= Qarabaghi (Hazara tribe) =

Afghan tribe

Qarabaghi or Qara Baghi (قره‌باغی) is a Hazara tribe in Afghanistan and Pakistan, that originates from the Qarabagh district of Ghazni province in Afghanistan.

== Etymology ==
Qarabagh is a compound of the Turkic word qara or kara, meaning black, and the Persian word bagh, meaning garden, creating the compound meaning of 'black garden'. It is cognate to the Azeri word Qarabağ (/az/), as in the Karabakh region of the Lesser Caucasus.

==Geographic distribution==

Most Qarabaghi live in and originate from the aforementioned Qarabagh District of Ghazni Province. The Qarabaghi are one of the major Hazara tribes in the city of Quetta, along with the Dai Zangi, Uruzgani, and Maska. The Qarabaghi mainly reside in the Nauabad locale, with a minority living in the Mari Abad and Hazara Town areas. There is also a Qarabaghi minority in Australia and Indonesia, as well as other countries that the Hazara reside in.

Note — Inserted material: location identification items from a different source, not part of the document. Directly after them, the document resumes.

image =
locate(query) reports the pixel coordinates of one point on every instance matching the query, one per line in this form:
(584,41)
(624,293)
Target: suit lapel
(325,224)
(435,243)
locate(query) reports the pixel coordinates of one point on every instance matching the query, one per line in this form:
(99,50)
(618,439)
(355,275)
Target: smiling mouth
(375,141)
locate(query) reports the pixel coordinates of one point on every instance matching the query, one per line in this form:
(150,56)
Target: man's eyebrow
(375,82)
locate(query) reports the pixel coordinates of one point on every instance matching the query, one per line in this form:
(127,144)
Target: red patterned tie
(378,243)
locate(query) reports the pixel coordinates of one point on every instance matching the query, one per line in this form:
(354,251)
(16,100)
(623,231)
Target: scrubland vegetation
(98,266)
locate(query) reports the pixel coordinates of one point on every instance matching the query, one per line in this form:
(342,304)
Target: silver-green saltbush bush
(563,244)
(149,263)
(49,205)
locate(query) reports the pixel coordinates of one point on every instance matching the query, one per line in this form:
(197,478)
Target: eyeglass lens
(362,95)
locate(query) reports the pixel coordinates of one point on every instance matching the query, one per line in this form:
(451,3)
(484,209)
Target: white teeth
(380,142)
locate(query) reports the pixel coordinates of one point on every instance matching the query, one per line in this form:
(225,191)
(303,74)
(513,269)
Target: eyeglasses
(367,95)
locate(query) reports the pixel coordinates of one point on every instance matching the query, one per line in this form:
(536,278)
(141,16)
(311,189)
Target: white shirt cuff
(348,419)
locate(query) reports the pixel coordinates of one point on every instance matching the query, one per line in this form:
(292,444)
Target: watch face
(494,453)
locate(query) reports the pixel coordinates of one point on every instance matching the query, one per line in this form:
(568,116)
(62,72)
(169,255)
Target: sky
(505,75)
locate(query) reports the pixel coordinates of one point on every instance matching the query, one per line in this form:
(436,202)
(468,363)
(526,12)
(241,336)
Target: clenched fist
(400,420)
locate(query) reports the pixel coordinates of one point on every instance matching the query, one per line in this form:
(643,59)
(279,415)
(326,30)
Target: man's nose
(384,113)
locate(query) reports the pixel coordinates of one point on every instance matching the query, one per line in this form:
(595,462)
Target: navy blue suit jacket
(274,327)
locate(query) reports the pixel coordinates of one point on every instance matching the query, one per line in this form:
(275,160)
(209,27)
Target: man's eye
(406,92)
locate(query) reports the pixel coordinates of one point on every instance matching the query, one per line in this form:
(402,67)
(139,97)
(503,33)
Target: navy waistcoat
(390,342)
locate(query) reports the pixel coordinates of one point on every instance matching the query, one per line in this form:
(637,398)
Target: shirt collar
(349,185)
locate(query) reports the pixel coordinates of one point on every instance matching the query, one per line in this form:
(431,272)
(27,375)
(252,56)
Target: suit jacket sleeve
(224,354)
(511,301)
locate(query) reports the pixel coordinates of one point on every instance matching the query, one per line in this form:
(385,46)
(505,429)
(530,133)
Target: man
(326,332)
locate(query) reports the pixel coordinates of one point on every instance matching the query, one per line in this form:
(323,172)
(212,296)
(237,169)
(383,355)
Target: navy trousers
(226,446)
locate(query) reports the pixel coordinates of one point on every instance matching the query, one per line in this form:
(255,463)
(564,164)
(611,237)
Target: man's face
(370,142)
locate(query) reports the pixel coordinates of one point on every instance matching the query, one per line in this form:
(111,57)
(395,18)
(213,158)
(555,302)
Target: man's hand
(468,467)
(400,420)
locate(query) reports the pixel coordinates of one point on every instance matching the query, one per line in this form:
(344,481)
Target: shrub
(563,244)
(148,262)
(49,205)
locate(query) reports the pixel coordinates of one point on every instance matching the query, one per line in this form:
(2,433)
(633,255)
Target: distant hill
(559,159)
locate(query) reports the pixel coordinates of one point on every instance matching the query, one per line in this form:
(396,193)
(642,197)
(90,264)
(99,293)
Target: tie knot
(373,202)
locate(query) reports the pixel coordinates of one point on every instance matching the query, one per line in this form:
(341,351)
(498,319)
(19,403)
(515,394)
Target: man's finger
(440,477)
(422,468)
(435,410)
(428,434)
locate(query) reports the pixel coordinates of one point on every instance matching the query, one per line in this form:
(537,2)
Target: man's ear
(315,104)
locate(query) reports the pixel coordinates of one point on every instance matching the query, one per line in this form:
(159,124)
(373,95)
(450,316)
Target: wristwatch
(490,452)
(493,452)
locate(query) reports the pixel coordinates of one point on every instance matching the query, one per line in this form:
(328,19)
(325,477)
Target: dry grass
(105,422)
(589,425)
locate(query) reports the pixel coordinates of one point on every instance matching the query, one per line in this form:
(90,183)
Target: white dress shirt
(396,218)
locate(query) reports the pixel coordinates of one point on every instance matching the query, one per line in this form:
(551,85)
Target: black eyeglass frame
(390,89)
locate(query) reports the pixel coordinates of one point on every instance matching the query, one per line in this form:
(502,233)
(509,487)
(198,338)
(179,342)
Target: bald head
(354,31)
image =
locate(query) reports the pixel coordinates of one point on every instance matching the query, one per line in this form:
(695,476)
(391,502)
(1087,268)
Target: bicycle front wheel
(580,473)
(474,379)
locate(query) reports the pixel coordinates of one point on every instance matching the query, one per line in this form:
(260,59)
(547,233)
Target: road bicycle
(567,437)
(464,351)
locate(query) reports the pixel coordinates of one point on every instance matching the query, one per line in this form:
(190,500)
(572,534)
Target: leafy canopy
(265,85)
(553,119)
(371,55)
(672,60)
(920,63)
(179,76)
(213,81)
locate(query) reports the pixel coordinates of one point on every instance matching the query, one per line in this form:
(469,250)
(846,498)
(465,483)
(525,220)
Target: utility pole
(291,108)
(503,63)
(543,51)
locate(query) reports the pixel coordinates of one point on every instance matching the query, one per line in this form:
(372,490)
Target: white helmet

== Relations with the Taliban ==
The Qarabaghi tribe is notable for its close relations with the Taliban, which arose due to their close proximity to the Sunni Pashtun population surrounding them, with which they even intermarry. The tribe has joint security initiatives with the Taliban, and a number of its members became Taliban fighters, participating in the Taliban insurgency.